…the continuing adventures of extract refreshing in Tableau-land. For an admittedly dry kickoff to this story, read Part I.
Extract Refreshing: What do you want?
In the previous post, I asked you to decide what’s important.
- Do you need to get as many extracts processed as possible?
- Or, is the goal to get fewer extracts refreshed super-duper fast.
Unless you can deploy significant hardware (or have a workload which happens to cooperate), you may not get both. We’ll dive into this much more deeply in Part III, but you’ll start to see what’s coming in a minute or two.
If you’re focusing on increasing overall throughput on your system, you’ll likely pay more attention to Transactions Per Second (TPS).
I measured TPS like so:
- Use an LOD calc to capture the Started At time of the very first extract that hits the queue during the test
- Use another LOD calc to capture the Completed time of the last extract in the test’s batch of extracts
- Datediff the two and use this value to divide the total number of extracts (success or failure) completed during the test
This approach has a couple wrinkles:
Some may not consider a failed extract refresh as a transaction that should be counted. It doesn’t matter what your TPS is if you’re getting tons of failures, one might reason. To me a transaction is a transaction is a transaction, though.
The mechanism I use to queue up refresh jobs executes X (~1000 for the purposes of what we’re talking about) refresh transactions. It does so using specific proportions of x-small / small / medium / large / x-large / xx-large / xxx-large refreshes. The order in which those jobs are introduced is random, however.
I’m trying to duplicate some of the behavior of the jokers (you know who you are) who go into Server and randomly hit “Refresh extract right now” because they can’t wait for their scheduled job to execute. I admit I’m one of those people. The self-loathing is palpable.
The upshot of this is that if 3-4 of the “really long running” extract refreshes happen to land at the end of the test, it’ll sort of be “artificially” extended. There might be a period when only 3-4 things are going on in the system and there are a BUNCH of free backgrounders that would normally be doing work. This drives down your TPS which would otherwise be higher if all the backgrounders were churning away. I saw variation in the neighborhood of one-to-two percent (as high as three) when I ran the same tests over and over.
Runtime is easy: Completed – Start Time. If your goal is to get (fewer) specific extracts processed ASAP, you’ll care about this.
Reveal #1 What instance types are best?
Let’s get this out of the way early. The best I found was the compute-optimized C4.
Note that the C4 is not the instance type I would generally choose for an all-purpose Tableau box. That’s because It has somewhere between ½ to as little as ¼ of the RAM compared to a like M4 or R4.
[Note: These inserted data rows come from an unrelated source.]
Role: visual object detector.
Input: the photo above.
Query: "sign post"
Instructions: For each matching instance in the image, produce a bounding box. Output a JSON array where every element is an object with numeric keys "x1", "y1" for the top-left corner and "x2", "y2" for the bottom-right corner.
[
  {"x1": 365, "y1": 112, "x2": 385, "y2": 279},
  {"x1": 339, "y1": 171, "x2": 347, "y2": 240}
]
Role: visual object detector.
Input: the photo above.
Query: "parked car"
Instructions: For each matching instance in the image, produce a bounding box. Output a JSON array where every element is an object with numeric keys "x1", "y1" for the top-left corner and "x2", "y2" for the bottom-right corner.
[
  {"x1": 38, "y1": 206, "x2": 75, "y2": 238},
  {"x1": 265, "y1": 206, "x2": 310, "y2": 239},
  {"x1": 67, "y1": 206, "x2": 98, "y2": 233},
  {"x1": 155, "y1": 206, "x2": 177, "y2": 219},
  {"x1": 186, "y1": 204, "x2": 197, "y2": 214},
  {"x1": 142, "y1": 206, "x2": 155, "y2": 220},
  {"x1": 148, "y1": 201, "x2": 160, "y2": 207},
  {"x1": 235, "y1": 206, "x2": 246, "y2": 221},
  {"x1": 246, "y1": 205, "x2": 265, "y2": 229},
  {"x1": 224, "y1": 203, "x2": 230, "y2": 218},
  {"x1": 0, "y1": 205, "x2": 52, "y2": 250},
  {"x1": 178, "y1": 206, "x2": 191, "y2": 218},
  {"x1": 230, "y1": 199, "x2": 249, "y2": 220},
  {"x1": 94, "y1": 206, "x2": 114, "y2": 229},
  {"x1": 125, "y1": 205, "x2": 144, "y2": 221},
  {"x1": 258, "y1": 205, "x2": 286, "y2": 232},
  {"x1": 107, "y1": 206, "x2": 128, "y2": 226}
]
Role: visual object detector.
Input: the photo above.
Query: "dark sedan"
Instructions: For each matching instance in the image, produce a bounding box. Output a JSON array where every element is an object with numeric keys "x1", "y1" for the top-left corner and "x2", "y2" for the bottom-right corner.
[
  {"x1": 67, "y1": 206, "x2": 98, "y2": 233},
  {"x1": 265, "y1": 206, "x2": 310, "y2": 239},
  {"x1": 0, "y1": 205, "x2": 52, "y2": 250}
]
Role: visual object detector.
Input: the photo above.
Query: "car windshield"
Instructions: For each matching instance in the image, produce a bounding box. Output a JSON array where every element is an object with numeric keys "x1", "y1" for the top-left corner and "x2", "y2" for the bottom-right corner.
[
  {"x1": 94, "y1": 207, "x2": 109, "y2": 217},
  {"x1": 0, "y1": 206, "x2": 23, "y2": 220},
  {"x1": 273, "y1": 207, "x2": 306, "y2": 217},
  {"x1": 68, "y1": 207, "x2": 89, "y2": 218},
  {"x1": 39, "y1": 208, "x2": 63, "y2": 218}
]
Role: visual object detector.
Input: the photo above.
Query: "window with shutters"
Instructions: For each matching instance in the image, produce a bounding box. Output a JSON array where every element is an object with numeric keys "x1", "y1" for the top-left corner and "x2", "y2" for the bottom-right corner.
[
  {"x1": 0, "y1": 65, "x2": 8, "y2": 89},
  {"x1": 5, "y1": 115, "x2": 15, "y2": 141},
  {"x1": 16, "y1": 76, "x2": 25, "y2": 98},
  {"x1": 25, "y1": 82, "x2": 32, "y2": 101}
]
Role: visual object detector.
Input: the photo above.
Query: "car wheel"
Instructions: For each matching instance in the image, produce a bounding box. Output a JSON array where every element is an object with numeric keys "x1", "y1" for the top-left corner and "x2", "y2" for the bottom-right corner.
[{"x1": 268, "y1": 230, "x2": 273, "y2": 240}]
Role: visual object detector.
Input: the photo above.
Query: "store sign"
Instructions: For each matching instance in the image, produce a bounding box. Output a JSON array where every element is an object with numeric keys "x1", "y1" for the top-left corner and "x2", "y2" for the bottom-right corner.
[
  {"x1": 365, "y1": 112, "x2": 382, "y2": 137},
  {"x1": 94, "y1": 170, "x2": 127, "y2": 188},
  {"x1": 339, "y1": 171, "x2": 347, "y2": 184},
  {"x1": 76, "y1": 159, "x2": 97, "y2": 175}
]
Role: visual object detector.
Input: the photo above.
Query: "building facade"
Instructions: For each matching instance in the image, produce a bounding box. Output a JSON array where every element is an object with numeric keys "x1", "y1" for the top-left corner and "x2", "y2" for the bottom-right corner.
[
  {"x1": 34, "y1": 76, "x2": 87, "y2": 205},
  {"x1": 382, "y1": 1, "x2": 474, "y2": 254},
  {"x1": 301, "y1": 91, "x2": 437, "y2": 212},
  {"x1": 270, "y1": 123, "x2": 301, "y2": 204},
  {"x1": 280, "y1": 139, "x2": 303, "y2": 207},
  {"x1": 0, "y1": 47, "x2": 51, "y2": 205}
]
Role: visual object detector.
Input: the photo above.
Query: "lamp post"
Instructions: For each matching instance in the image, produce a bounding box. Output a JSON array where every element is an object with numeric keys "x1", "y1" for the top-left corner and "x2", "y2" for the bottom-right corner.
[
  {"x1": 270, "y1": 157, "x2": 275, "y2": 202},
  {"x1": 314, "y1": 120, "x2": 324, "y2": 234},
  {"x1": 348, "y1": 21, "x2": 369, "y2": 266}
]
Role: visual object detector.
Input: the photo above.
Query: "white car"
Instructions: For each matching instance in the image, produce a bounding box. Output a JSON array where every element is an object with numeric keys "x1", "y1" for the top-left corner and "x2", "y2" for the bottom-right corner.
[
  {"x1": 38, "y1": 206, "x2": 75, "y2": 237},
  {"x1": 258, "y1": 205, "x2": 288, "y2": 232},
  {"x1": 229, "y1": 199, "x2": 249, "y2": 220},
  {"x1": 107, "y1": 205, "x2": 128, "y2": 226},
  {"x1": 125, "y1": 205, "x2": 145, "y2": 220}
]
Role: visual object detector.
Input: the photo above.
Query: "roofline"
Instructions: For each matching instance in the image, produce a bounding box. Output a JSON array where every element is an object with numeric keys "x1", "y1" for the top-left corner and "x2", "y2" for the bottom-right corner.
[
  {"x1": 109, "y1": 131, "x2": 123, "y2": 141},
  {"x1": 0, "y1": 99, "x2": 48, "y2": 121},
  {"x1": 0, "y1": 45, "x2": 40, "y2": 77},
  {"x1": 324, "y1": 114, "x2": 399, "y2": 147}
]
At the start of my testing, I actually had guessed that limited RAM would negatively impact refreshing on C4s since conventional wisdom says “Give your backgrounder machine lots of memory”. In my testing, it really didn’t seem matter that much, though. It looks like C4s are great when we’re talking about extract refreshing only.
In just about every test I tried, the C4 configured with “X” vCPUs (whatever X happens to be) beat other instance types with the same number of vCPUs. The C4 delivered higher TPS and, lower runtime, and lower total execution time (run time + wait time in the queue).
Our Server Admin Guide recommends you take the number of cores you have on an “extract only” machine and divide by two in order to calculate the number of backgrounder processes you should run.
In the next post I’ll show you some situations where you might ignore this guidance, but let’s start off by following the rule book. We’ll look at two 8-core (16 vCPU) machines which act as backgrounder boxes, plus a primary which does nothing useful. Each of these two machines will run 4 backgrounder processes, for a total of eight.
The c4 refreshed 995 extracts in 382 minutes, compared to an average of 408 minutes and a max (for the r4) of 425 minutes.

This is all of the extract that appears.